Killers of the flower moon ++ (drame) : voir la critique. 898-988. (86)

Paysage à la main invisible + (drame) : Quasi disparition du travail et paupérisation de masse : les humains colonisés vivent une Grande Dépression XXL et vraisemblablement irréversible ; ce n’est pas l’économie qui est cassée, c’est la pertinence de la quasi intégralité des vies humaines, managées par des aliens bien trop puissants et supérieurement intelligents pour envisager une quelconque compétition. Comme l’indique le titre, les ravages économiques et sociaux sont tenus pour inévitables et assimilés à la ‘création destructrice’ par les nouveaux dominants ; en résulte une guerre des classes, ou des nuances d’une même grande classe, car l’Humanité entière est prolétarisée (et colonisée) ; tout discours d’émancipation devient inaudible – il ne reste qu’à collaborer au degré le plus raisonnable et supportable possible (les limites de certains, déclassement relativement plus douloureux aidant, tendent à s’évanouir ; l’amertume, le laisser-aller et l’exhibitionnisme gagnent la jeunesse). J’ai rarement vu un film s’éviter à ce point toutes facilités : l’intrigue cœur mute régulièrement, les acquis se dérobent (y compris les secondaires et positifs qui semblaient devoir simplement accompagner et soutenir le récit), puis surtout le rapprochement avec les extraterrestres tourne toujours à la déception ; cette science-fiction enchaîne les retours à la froide réalité. C’est probablement car il est si frustrant, difficile à présenter et facile à considérer obscur et décousu, que ce film a récolté un accueil si tiède ; mais c’est aussi ce genre de proposition, probablement brouillonne mais toujours stimulante et proche de l’inédit, qui peut faire des émules quelques années plus tard. 768-888. (82)

Yannick =+ (comédie) : Cette clownerie-là m’a fait rire et a fait l’objet d’un effort de cohérence et de volonté qui était timide sinon disparu dans les précédentes de Dupieux. Le personnage reste un abruti et la tendresse pour lui un désordre qui m’est étranger ; mais il est vrai qu’il nous sauve d’un vaudeville pourri et sa performance d’ahuri vaut mieux. 547-456. (58)

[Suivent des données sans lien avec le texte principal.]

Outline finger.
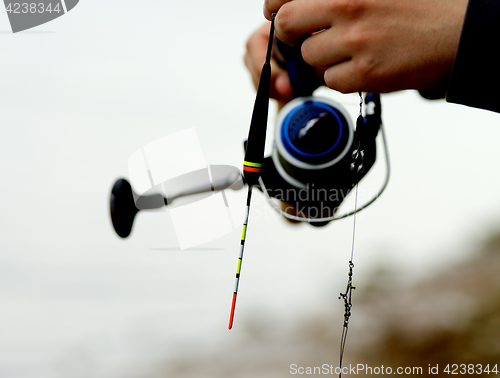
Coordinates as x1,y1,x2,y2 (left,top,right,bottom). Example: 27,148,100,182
264,0,292,21
301,27,357,68
244,33,293,102
324,59,366,93
275,0,334,45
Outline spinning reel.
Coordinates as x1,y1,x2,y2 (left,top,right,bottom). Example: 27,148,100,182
110,39,390,238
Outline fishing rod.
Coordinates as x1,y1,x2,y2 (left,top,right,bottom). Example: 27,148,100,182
110,18,390,346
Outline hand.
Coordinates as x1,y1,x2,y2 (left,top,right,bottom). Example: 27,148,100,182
245,22,293,103
264,0,468,93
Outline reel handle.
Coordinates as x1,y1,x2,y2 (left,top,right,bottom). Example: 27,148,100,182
109,165,244,238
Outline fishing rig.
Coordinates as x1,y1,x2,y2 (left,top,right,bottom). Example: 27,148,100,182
110,19,390,370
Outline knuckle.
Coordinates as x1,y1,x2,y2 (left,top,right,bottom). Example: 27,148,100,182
300,39,316,66
331,0,368,16
274,3,295,44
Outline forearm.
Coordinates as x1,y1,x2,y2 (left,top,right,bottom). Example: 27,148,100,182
446,0,500,113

The pale blue eye =+ (suspense>intimisme) : J’ai été sensible à ce duo d’enquêteurs et leurs tragédies ; l’enthousiasme pour ce film ne doit se mesurer qu’à ça. Il y a encore moyen d’adhérer à l’enquête elle-même et d’aimer cette ambiance sombre. La réalisation est tiède, minimaliste au point de donner une impression de huis-clos sur une grande partie (et de budget cramé pour la distribution devant la levée de l’intrigue). Mais j’aime que ce film soit à ce point discriminant, laisse à l’état de détails tout ce qui n’aurait fait que meubler le suspense, privilégiant la quête elle-même, l’émotion et les relations ; même si ce manque d’envergure l’empêchera de marquer les mémoires – ce point, le personnage joué par Melling (qui est un Poe très ‘librement’ adapté) avec une signature unique s’en chargera. 757-677. (68)

Dream scenario + (suspense) : à revoir et critiquer. 777-889. (8ou9)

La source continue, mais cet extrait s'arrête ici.